Aside from the company, the train was the same as all the others in Eastern Europe; a Hitchcock throwback with individual compartments, sliding windows and an overwhelming sense of brown. For the first five minutes, we’d thought we had the compartment all to ourselves – a precious six-seat commodity on a sleeper train with no sleepers. It was not to be however: in walked a Serbian, a Bosnian and a Croatian. We’d unwittingly entered the opening line of a joke.
We had visited Bosnia only two days before, and it was clear that the spectre of war still hung around the beautiful bullet-ridden cities. I was three at the war’s outbreak; even so, I knew enough to know citizens of each party involved were now sat in close quarters for the next twelve hours. For the two English people, there was a large, bellicose elephant in the carriage.
As it turned out, any potential quarrels between the petite Croatian and handsome Bosnian were marital, not military. Despite looking more like an Australian surfer, the Bosnian was a newly ordained priest, and they were honeymooning before he got posted “anywhere in Eastern Europe” – a scary possibility for his wife, who’d never left Zagreb.
This disclosure had set our Serbian friend off, and he hadn’t stopped since. The ridiculousness of religion and the priesthood, corrupt governments and politics were discussed at length. At 8pm, he’s seemed charmingly unrefined. By 2am, he had become insultingly brash through bloodshot eyes – none more so than the Croatian’s, who was unfortunately sat next to the lout. A few pointed looks to her new husband began a strange portrayal of wartime relations. The Bosnian and Croatian were united in countering the Serbian assault, until she could take no more, and then the Bosnian was left fighting alone. Sensing her mounting frustration, he repeatedly rescued us by taking the man out for cigarettes – it must have been love. The plumes of smoke didn’t exactly improve the atmosphere, but was better than the Serbian’s endless cycle of hocking, scratching his groin, baring his belly, and of course, non-stop talking.

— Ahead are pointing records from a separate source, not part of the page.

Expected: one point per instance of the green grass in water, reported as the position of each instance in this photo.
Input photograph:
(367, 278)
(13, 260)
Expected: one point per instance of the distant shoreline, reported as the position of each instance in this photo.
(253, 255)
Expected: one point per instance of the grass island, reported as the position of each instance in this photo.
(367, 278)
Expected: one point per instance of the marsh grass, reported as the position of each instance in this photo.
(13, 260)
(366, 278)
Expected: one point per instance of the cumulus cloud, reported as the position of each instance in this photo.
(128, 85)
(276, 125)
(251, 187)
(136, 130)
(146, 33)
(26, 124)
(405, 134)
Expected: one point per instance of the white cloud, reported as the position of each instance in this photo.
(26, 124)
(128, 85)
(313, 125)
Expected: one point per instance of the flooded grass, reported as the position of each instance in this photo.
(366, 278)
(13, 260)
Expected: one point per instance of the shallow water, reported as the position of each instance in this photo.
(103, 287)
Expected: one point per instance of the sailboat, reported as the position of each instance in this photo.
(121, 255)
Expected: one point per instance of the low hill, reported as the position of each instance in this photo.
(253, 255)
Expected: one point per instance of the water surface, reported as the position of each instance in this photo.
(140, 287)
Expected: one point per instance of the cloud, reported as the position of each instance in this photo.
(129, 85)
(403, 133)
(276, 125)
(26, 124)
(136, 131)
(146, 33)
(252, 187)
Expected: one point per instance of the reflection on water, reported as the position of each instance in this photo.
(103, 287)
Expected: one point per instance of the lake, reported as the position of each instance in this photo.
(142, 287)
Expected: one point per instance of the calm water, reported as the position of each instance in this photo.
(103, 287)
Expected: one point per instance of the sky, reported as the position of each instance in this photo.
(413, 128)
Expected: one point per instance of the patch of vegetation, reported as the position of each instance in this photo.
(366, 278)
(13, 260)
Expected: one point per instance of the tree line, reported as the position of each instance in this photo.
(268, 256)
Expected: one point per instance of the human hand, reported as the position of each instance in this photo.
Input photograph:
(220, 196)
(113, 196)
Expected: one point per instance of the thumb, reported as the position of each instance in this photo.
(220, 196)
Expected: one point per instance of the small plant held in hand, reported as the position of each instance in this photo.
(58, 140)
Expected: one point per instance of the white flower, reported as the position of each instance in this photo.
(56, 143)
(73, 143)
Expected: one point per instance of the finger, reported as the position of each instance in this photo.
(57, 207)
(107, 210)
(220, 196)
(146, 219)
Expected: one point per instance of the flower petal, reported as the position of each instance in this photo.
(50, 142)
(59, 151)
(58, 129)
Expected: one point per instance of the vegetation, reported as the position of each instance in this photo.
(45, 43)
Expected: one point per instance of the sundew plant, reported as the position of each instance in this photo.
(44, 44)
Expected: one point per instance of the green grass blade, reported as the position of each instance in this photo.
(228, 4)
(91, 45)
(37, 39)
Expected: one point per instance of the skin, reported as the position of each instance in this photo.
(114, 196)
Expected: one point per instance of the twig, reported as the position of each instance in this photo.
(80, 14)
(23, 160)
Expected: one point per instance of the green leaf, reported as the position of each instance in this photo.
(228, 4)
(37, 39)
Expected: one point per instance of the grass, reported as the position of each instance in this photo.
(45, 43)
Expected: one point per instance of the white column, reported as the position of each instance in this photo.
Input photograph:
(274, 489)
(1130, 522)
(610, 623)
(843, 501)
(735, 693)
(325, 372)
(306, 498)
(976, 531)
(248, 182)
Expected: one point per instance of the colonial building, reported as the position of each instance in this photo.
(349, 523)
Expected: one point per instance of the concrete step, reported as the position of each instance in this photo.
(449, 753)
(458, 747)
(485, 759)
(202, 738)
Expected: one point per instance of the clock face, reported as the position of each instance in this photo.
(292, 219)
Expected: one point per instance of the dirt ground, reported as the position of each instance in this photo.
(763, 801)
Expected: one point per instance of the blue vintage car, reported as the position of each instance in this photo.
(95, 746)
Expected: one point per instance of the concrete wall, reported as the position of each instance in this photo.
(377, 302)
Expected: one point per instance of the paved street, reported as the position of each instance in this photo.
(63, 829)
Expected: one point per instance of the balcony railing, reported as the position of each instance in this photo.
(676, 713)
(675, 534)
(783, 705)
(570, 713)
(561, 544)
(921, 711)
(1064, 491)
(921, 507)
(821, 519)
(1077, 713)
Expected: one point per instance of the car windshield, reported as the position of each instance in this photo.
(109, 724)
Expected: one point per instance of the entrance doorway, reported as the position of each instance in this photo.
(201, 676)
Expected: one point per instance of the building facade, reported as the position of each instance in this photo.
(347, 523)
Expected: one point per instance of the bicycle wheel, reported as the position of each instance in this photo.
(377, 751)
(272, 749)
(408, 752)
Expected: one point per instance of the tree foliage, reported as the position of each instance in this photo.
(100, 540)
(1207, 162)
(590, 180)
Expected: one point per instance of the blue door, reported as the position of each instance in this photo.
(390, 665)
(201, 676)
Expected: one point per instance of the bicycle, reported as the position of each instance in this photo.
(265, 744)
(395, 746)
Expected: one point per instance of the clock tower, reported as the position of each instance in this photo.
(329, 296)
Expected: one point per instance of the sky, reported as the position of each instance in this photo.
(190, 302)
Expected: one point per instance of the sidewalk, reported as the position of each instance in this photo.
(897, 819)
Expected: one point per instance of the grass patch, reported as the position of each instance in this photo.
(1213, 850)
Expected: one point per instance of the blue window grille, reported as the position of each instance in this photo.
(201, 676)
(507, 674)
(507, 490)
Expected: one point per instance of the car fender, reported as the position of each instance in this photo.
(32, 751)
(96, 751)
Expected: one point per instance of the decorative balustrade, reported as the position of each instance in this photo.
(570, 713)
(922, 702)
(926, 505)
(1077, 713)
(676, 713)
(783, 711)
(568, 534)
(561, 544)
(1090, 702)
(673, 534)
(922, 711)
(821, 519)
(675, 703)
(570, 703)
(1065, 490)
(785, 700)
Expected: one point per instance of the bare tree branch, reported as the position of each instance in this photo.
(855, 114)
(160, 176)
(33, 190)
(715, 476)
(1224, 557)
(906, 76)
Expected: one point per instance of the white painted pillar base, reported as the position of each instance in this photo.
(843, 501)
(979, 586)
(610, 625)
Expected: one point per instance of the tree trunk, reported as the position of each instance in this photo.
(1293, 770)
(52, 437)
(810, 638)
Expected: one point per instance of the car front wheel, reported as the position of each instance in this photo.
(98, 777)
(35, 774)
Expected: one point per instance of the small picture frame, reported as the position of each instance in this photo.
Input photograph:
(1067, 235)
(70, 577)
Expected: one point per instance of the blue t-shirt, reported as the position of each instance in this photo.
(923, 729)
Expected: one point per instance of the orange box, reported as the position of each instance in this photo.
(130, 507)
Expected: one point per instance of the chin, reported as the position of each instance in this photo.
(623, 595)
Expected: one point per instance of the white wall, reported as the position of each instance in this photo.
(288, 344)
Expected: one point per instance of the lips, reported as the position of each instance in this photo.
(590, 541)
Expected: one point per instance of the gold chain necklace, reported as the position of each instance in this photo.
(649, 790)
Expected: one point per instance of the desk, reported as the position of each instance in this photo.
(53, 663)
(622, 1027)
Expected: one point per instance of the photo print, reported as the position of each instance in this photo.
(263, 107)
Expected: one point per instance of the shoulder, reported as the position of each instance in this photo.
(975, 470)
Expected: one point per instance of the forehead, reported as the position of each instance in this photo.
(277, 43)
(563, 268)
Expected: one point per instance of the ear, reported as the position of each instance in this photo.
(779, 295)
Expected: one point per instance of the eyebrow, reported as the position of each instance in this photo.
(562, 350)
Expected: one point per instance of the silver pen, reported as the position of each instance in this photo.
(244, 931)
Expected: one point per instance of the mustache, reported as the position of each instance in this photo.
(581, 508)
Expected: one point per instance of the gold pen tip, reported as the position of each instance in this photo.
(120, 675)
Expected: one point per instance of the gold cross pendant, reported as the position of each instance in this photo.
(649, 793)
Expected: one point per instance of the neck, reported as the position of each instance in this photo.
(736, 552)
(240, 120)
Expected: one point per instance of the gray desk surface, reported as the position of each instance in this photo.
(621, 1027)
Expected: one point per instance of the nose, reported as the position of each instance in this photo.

3am was when the train hunkered to an unexpected stop, and a loud cry from the conductor told us we had broken down. We quickly piled onto an overstuffed replacement coach – some of the lucky few who actually got on – thinking the cramped seating and standing arrangement would stop the Serbian’s monologue. However, he happily gave up his seat to come find us again. When we eventually reached a second and final train, we sprinted off to find a carriage on our own. The only one left had broken seats and large, worrying holes in the outside wall, but was all-importantly silent. No sooner had we sat down, however, than the Serbian reappeared, dragging the distressed looking couple behind. I can safely say misery does indeed love company.
As we finally pulled into Skopje in the early hours of the morning, with four exhausted passengers disembarking the train, the steadfast Serbian wanted all our phone numbers, in case we should like to meet up again. Incredulous and sleep-deprived, we all handed them over, as he ended with the following insight:
“We’re expected to hate each other. That’s what we’re taught to do. But that gets us nowhere. It just continues the hate. If we had followed our parents wishes, we wouldn’t have even been able to have this conversation.”
The poor Bosnian and Croatian did not appreciate such a conclusion. But as we slipped our own separate ways into Skopje, wishing enormously that we had a hotel to go to and no more trains to catch that afternoon, we decided it couldn't have been wholly bad. After all, talking about war gets us far further than silence ever did – 270 miles to be exact.